1996 Jocassee Quiet Solitude, by anoldent; CC BY-SA 2.0

such that the 105 decibels of sound at a football game may not phase us because we have a high threshold for noise, while those bombarding decibels would wear me down because of my low noise threshold. After the game, you’d be ready to party, and I’d be ready to be private. I would not be lonely, but quiet and (probably) alone, or at least with another quiet person.

I remember a couple from graduate school days in Chapel Hill. He had a lower sensory threshold, she, a higher. He read in the library most days, while she taught junior high school choral music. He would arrive home in the evenings not lonely from a day at his library study carrel way off the beaten path, but, in fact, mentally energized from a day of reading and thinking. She would get home eager to talk through her day with him, not in the least exhausted from the hustle and bustle of hormonal youth trying to harmonize. When she spied him opening a book shortly after getting home, it was “What do you have against people? Talk with me!” And this was met with his “What do you have against quiet? Get comfortable with yourself!” Over time they learned to respect each other’s differing traits—they’re still married after 50 years.

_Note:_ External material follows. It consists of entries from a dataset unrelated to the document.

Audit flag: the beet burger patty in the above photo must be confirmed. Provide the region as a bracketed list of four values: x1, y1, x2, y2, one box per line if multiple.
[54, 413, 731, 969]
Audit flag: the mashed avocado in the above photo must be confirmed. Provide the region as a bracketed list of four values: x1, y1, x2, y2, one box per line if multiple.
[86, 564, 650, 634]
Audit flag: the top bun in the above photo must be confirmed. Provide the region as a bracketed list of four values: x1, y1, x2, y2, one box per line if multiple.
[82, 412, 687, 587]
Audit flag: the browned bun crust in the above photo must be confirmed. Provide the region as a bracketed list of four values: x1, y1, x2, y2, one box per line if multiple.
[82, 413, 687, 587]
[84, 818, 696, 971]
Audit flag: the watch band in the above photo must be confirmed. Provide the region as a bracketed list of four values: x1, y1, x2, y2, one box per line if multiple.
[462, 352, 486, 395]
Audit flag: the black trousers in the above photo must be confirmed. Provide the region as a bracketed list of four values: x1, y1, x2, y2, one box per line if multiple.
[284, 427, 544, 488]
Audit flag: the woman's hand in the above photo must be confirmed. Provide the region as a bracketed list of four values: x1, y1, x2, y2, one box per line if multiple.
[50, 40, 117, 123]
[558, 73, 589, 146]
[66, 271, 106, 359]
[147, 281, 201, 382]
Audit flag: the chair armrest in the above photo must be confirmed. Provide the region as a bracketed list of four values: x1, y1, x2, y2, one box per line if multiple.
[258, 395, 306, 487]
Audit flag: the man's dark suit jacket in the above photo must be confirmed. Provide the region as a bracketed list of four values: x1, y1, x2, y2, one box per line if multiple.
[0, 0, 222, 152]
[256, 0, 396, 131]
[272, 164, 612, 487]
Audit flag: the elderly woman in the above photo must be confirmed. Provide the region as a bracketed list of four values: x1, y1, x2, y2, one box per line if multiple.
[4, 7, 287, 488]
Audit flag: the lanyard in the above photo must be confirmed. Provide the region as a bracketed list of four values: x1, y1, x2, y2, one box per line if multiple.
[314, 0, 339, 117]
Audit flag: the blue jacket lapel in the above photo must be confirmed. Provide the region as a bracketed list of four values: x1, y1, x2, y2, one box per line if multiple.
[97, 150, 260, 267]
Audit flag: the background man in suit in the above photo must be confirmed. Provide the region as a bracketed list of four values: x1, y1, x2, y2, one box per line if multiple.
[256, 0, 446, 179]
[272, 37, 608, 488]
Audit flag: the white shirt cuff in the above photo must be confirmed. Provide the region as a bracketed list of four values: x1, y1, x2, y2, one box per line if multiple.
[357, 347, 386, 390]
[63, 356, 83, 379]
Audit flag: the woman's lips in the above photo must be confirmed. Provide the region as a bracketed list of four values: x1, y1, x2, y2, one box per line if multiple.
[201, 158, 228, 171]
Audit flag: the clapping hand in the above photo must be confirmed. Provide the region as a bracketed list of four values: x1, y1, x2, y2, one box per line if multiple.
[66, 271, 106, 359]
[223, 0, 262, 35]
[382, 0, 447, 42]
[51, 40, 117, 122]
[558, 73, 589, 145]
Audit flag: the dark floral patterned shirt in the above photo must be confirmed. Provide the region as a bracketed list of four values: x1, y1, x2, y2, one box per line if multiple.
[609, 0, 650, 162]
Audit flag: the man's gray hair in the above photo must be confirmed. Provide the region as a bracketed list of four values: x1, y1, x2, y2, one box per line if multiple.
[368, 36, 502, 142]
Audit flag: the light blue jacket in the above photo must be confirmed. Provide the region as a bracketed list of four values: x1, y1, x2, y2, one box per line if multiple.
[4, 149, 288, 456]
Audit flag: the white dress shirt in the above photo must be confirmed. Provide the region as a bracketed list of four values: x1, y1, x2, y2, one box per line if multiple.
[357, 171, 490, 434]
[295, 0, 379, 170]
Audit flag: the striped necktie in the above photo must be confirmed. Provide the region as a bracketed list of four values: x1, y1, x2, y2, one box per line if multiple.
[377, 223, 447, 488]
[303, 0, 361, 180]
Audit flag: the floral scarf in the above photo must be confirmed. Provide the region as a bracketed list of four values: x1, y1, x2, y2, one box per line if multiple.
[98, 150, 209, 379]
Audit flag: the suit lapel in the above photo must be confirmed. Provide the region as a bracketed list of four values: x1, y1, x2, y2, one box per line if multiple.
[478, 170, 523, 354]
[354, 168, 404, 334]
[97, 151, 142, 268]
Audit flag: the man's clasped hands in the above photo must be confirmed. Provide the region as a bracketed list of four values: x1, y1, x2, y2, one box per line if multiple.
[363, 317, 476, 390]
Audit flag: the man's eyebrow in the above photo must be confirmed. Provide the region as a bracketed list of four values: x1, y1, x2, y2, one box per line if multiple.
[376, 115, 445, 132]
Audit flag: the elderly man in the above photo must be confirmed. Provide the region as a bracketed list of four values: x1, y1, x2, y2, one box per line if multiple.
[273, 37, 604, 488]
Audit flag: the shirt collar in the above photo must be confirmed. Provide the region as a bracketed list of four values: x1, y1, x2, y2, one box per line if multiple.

These two were extremes—extremely introverted and extremely extraverted, the one energized by solitude, and the other energized by society. Then there are folks like me—ambiverted—ready for society after a day of study, or ready for study after a day of society. I give out of society juice after being in the thick of the action for too long and must get quiet, which usually (but not necessarily) means being alone, or with my ambiverted partner, Jane. On the other hand, I give out of solitary juice after extended study sessions (mostly writing and reading), and am ready for some social stimulation.

Loneliness happens when a soul has run out of fuel for being alone and is ready for some action but finds none. Most of us manage our needs for solitude and society successfully. When we begin to feel lonely, as in having had enough solitude and are now ready for company, we know where to look. Reaching out for contact could be satisfied by playing with a loved pet at one extreme or going to visit family or friends at another. Often, the simplest cure for loneliness is an open-ended question. Sometimes when I fly, I am ready for solitude, and I blank out the persons sitting on either side as I read. Other times I have just emerged from extended solitude and am ready for society, so I ask one of my seatmates an open-ended question and hope that an engaging conversation ensues.

So the learning is to never assume you know a person’s mental state when you see them alone. Ask. Then either let them be alone, or engage them based on their response.